According to our study, of the 38 newborns, 26 (68.7%) were on natural-breastfeeding and 10 (26.3%) were on the adapted mixture. These results are in accordance with the very low incidence of infection in newborns of infected mothers in a national cohort of the Georgia, in which guidelines for the postnatal management of infants of infected mothers included keeping the mother and infant together and encouraging breastfeeding with strict infection control measures from birth. Our findings support similar guidelines of various countries and health care societies [31, 32].
The most common complications in newborns are respiratory distress syndrome and necrotic enterocolitis. According to the study, 38 newborns did not reveal severe diseases of the digestive system. With a few exceptions, an average of 19 (50%) newborns had dyspepsia (vomiting, diarrhea, bloating). With adequate treatment, the symptoms stopped for a short period of 4–5 days. Severe respiratory disorders were detected in 5 (13.2%) neonates who required invasive ventilation, including 5 (13.2%) neonates treated with exogenous surfactant.
On the 2–3rd day after confirmation of COVID-19 infection with newborns some common symptoms were revealed: tachycardia 160–190 in 22 (57.9%) newborns, febrile temperature 38–400 C in 7 (31.8%) neonates, subfebrile temperature 37–37.90 was observed in 12 (54.5%) neonates, tachypnoea 60–70 in 9 (40.9%) neonates. With adequate treatment, these symptoms resolved within 2 days of hospitalization.
There are several limitations to the study. It was conducted in a single centre, which may limit its external validity. The sample was small and the follow-up finished at 15 days post birth, so we could not draw conclusions regarding the safety of the recommended measures beyond that time point or about neonatal infections in the medium to long term. Given the scarcity of the data, our findings should be interpreted with caution as we await evidence from studies with larger samples and longer durations of follow-up.

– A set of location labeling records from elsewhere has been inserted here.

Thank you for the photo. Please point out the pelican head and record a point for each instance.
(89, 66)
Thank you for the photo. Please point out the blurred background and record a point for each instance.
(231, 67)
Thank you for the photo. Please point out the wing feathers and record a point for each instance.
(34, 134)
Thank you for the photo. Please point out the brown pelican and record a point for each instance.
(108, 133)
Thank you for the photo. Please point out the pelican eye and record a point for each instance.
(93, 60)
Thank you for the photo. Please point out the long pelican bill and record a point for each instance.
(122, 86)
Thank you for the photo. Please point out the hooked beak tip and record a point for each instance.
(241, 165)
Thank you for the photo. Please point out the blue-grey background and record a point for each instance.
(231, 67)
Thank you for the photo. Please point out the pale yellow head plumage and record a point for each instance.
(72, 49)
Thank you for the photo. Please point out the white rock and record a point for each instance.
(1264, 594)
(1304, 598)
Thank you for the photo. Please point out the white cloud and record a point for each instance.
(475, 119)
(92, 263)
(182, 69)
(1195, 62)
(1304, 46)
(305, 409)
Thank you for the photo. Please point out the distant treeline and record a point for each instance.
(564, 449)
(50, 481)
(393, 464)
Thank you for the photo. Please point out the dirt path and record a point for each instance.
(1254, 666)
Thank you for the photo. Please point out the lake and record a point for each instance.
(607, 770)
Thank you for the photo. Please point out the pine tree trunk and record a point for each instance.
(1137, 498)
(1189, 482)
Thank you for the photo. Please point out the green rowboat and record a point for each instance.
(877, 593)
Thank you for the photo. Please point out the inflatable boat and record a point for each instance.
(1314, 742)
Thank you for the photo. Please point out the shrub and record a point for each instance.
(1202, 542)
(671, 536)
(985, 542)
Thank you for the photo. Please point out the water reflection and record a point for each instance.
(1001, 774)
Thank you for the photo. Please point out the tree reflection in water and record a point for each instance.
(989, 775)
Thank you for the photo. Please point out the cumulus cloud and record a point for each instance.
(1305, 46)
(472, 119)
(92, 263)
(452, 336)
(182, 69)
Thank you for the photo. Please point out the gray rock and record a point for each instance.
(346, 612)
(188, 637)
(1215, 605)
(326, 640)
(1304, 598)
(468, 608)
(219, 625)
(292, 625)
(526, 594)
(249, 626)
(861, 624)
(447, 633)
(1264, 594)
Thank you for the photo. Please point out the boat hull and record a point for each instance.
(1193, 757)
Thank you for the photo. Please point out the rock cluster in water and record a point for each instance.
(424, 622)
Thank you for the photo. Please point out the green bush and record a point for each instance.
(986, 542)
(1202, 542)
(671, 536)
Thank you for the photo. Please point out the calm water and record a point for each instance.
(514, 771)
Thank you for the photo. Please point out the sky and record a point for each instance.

The study did not reveal a risk of vertical transmission of SARS-CoV-2 infection, however the research confirmed high extent of horizontal transmission of infection (n = 25; 66%). This suggests that horizontal transmission of SARS-CoV-2 infection is possible, especially in the areas with high transmission rates; therefore, proactive infection prevention and control guidelines are warranted in all NICUs. Modern recommendations suggest mothers skin to skin contact and kangaroo care, placing the newborn and mother together (taking into account the health of the mother and newborn), effective establishment of breastfeeding, following some hygienic rules, contact with the newborns should be provided with the use of mask. Anti-inflammatory, immune booster, antimicrobial properties of breast milk should be taken into consideration, as a result breastfeeding is recommended. Further research is required to increase our knowledge of the epidemiology and short- and long-term impact of maternal and neonatal infections by SARS-CoV-2.